The tense talks which took place at Stormont Castle over
days and nights of early April 1998. The deadline for the talks, as set by Senator
Mitchell was actually Thursday 9 April, but the talks spilled over past the
mid-night deadline into the famous date of 10 April, Good Friday, and an
agreement was reached by all parties (except the DUP, whose leader Ian Paisley
protested outside Stormont and objected to the agreement, having previously refused
to join the talks).
As the terms of the agreement, from its various key strands
which set out a roadmap for governance, power-sharing, and security on the
island, as well the establishment of new cross-border bodies with roles and
functions as North-South Ministerial Council, as well as new departures for Anglo-Irish
relations and structures along an east-west axis through a British-Irish Council.
The changes proposed had to approved by referendum in Northern Ireland and in
the Republic as alterations to Articles 2 and 3 of the Irish constitution had
to be made to accommodate the terms of the agreement.
Cover page of "The Agreement" University of Galway Library Archives |
A thirty-page document, a text of the Good Friday Agreement, was printed and a copy circulated to every house in Northern Ireland. Its cover featured a silhouetted family on a sun-set beach (an image which is uncredited in the document) felt curiously at odds with the tone and importance of the document and text of the agreement. More akin to a holiday brochure, the pamphlet nevertheless was at pains to focus the reader on the text inside. “This Agreement is About Your future. Please read it carefully”. Archives of such landmark political moments also reveal the complexities of how such events are documented.

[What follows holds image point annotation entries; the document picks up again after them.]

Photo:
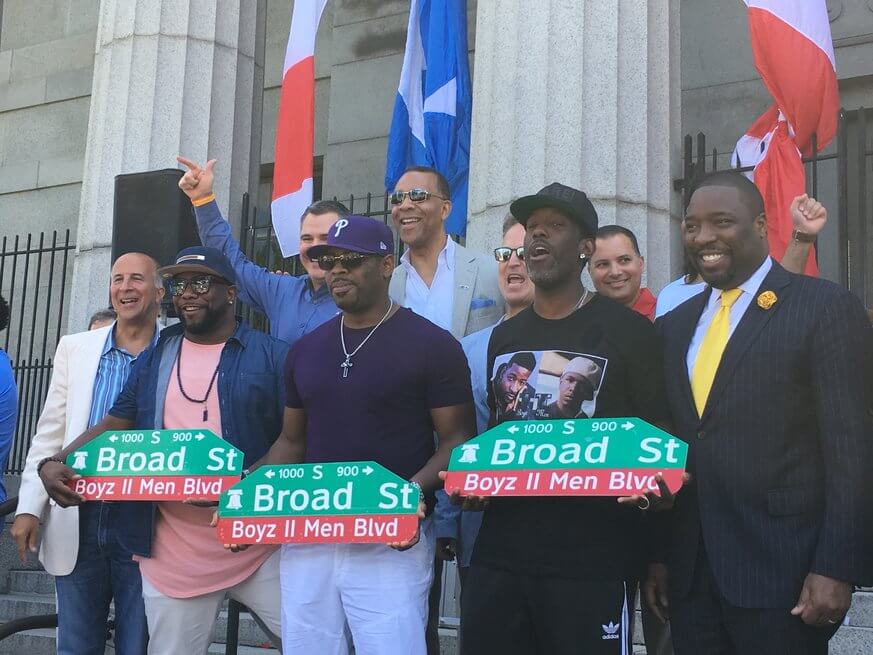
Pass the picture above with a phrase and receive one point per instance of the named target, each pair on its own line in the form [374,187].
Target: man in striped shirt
[80,546]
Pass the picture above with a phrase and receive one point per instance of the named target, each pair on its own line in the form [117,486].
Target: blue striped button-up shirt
[112,373]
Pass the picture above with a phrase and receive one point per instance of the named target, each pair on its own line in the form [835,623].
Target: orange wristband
[203,201]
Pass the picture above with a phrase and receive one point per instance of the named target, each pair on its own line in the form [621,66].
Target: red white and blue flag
[794,54]
[295,127]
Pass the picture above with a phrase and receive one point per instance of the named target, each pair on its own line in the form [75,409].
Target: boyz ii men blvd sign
[345,502]
[155,465]
[575,457]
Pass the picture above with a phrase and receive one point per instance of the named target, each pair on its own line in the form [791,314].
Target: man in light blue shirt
[456,530]
[8,400]
[294,305]
[449,285]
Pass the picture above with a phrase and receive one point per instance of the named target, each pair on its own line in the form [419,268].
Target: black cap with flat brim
[200,259]
[567,200]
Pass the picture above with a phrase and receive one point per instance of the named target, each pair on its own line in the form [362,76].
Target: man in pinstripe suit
[769,381]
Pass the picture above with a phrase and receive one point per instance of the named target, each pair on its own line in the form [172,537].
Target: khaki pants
[184,625]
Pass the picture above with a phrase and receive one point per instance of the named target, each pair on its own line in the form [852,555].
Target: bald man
[80,545]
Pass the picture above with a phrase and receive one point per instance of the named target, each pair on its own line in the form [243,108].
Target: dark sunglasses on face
[350,261]
[415,195]
[503,254]
[199,285]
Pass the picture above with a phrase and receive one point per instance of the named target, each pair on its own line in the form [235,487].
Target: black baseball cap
[570,201]
[200,259]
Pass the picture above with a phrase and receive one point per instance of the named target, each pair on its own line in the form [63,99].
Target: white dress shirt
[748,288]
[435,302]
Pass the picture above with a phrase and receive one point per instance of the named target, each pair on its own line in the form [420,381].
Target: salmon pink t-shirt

The fact that the Agreement pamphlet is without any context or information as to who produced the document, who published, designed, or printed it, or who oversaw its distribution, is significant. Does this make it a symptom of an oversight during a frenetic period following the signing of the agreement, where civil servants or others worked to get the document out into the community as fast as possible? Or was it a deliberate action to keep the Agreement document as apolitical (if such a thing were possible) as possible – not have it ascribed to one or other political party, not endorsed by one faction’s opinion from Dublin, Belfast, or London, rather to simply present the words of the agreement as they were, plain and clear, to the reader.

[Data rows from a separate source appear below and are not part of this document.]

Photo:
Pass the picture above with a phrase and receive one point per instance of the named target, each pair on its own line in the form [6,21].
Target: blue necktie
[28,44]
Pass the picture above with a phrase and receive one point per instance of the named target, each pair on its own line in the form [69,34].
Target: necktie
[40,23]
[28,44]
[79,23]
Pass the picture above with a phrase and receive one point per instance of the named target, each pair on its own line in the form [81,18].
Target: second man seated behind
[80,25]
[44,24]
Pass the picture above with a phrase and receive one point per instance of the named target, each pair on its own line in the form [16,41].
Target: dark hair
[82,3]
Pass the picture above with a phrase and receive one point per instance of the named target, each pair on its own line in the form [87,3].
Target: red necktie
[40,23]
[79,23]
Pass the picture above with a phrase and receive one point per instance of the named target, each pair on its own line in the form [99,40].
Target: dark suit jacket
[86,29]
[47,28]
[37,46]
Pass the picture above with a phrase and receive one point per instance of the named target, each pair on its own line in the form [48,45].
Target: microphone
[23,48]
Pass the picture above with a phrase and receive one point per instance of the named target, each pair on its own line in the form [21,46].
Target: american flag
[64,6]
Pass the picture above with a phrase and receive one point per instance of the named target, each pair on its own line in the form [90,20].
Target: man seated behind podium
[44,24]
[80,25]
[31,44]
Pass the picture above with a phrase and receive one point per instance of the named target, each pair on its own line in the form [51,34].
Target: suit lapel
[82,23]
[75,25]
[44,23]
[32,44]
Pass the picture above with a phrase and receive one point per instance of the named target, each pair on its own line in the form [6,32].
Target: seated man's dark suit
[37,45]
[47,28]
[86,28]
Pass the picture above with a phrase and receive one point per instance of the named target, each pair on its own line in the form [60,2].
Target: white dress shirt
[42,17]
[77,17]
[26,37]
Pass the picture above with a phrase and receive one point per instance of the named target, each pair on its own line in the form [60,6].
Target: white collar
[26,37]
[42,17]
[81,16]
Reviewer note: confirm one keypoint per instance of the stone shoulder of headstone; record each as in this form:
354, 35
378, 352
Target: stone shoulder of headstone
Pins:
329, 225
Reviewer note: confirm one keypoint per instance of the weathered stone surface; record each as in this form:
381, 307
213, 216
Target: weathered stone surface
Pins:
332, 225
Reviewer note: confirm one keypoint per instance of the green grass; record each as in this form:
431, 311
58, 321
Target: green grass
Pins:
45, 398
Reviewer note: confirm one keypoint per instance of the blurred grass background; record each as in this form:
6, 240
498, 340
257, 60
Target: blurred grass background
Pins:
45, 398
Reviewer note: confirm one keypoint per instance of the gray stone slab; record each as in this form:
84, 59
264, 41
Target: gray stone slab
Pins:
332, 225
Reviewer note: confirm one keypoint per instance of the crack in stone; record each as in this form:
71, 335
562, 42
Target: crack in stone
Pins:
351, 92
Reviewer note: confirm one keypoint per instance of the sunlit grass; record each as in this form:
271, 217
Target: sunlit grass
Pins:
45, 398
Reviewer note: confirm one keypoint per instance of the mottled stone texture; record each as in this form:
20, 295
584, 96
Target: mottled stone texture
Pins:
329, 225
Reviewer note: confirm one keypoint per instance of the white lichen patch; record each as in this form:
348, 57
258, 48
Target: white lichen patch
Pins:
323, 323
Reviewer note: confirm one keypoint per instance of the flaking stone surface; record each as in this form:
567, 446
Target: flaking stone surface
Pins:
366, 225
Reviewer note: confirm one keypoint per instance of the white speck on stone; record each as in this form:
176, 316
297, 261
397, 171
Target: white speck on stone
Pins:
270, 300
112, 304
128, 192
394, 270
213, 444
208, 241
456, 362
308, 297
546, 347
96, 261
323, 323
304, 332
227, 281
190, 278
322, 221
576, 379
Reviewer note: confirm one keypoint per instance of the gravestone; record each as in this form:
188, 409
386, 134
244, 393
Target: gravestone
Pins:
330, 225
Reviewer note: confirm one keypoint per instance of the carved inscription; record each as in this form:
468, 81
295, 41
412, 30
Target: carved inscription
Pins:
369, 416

Viewing the archival significance form another viewpoint, the
document further placed the emphasis and agency for change in the hands of the
reader and of the voter. “it’s your decision” it reiterated, boldly and
loudly from the front cover. It distanced the agreement from the parties and
personalities who brokered it and put its impetus and ultimately its lasting
effects onto the public. The resulting referendum votes took place on 18th
May 1998, comfortably passing in both the Republic and Northern Ireland. The
document includes the text of the “Declaration of Support” by the participants
in the multi-party talks”, the details of the constitutional changes, the many
minutiae of strands one, two, and three of the agreement, as well as the terms
of rights and safeguards, decommissioning, security, policing, justice, prisoners,
as well as validation, implementation and review.

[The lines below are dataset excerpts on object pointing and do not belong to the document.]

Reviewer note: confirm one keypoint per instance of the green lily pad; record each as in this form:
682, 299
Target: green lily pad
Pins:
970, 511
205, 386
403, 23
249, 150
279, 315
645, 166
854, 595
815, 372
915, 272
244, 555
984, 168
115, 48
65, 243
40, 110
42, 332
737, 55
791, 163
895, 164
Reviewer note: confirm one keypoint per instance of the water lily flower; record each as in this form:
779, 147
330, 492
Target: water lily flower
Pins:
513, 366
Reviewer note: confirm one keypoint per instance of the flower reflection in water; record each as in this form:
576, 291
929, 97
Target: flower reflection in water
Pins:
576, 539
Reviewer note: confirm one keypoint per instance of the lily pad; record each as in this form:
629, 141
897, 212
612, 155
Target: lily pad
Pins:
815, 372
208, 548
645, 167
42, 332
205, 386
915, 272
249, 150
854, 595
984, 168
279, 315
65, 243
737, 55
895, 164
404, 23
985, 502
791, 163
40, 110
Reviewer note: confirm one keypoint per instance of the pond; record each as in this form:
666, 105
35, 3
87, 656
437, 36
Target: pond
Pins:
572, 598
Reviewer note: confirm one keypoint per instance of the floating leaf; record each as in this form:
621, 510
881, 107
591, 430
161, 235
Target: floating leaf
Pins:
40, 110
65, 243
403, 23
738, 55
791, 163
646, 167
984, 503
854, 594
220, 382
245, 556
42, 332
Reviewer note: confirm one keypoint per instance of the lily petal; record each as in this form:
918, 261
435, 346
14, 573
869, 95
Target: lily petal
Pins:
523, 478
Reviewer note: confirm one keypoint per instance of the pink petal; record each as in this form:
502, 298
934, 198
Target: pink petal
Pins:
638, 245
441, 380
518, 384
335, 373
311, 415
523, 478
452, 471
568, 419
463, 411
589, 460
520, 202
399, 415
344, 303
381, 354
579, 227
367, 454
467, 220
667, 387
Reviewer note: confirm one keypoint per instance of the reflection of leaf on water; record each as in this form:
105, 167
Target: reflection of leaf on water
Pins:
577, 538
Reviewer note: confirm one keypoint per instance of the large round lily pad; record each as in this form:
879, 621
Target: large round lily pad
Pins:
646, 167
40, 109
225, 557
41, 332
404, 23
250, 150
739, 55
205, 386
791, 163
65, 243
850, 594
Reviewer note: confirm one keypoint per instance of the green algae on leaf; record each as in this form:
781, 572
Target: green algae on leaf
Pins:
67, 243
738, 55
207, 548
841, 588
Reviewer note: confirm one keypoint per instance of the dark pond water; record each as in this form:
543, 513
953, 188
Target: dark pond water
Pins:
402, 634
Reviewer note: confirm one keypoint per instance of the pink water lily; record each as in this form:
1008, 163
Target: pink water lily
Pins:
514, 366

Contents and opening page of The Agreement pamphlet. University of Galway Library Archives. |
As an ephemeral piece of archival memory of the Good Friday Agreement, the document is a potent symbol of the rippling legacies and impacts of the talks. It affected every person and household on the island of Ireland, north and south, and following decades of conflict, sectarianism, pain, and over three thousands deaths, a thirty-page pamphlet now held the possible if not also fragile roadmap for a shared power and peaceful future.